Third Link, which has $67m of funds under management and aspires to grow to $150m, claims a 9.2 per cent annual average return since inception in 2008, with a one-year return of 17.9 per cent.

The AIF has $3.5m of residual cash. Mr Wilson plans to supplement this with $1m, to facilitate a buyback for existing holders who want to exit the stock at net asset backing of half a cent per share.

“We will use that vehicle to do a placement and raise as much as we can,’’ he said.

The proposal is subject to approval by the AIF’s 11,000 shareholders, with a meeting planned for June.

“The investment objectives of the company will be to preserve shareholder capital, provide a growing stream of fully-franked dividends and to provide capital growth,’’ AIF says.
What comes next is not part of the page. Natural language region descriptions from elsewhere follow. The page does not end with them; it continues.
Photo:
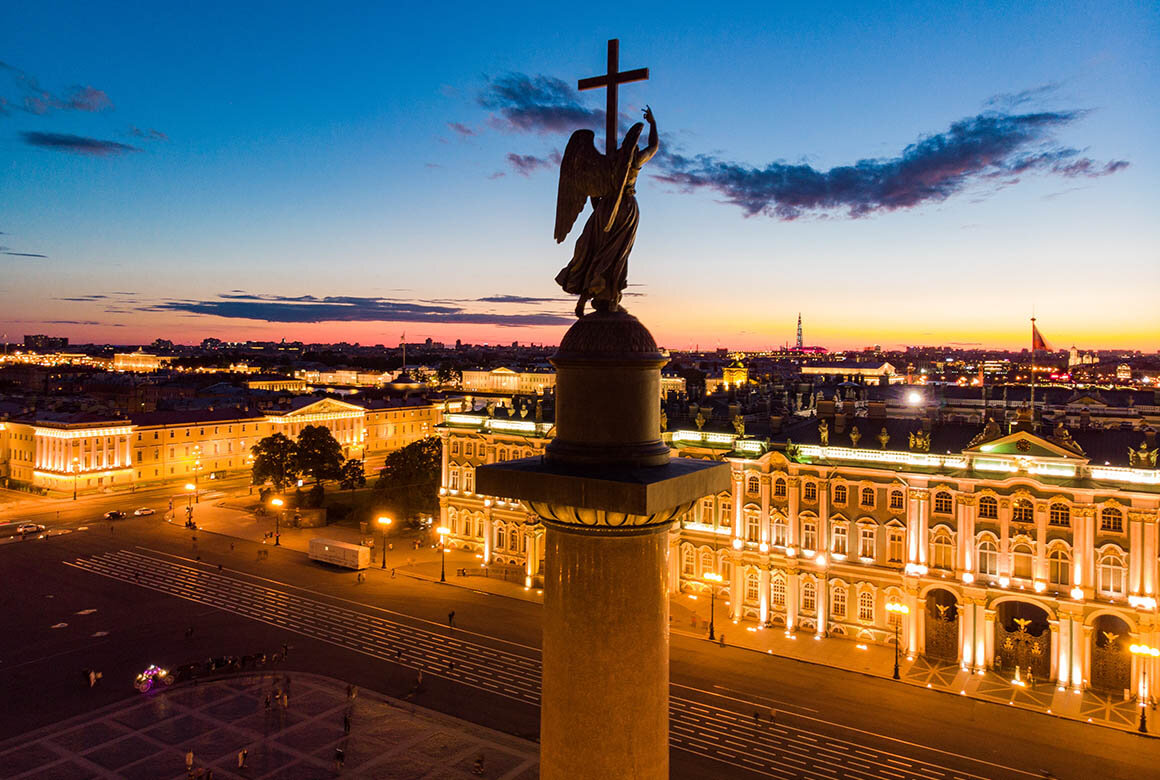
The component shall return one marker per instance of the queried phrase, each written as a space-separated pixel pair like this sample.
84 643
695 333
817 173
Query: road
145 586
One observer dubbed the proposal as a “Robin Hood” fund, in that it transfers money from well-heeled fund managers for the benefit of both investors and the charities. Presuming the funds perform as expected, investors benefit because in effect they pocket the forgone fees over and above the 1 per cent earmarked for the charities.

The fund managers themselves are only disadvantaged at the margin, as the capital allocated from the LIC is invested alongside their existing funds.

“We assume the yield will be a combination of flow-through yield from investment and then anycapital gains distributed by the funds,” Mr Wilson said.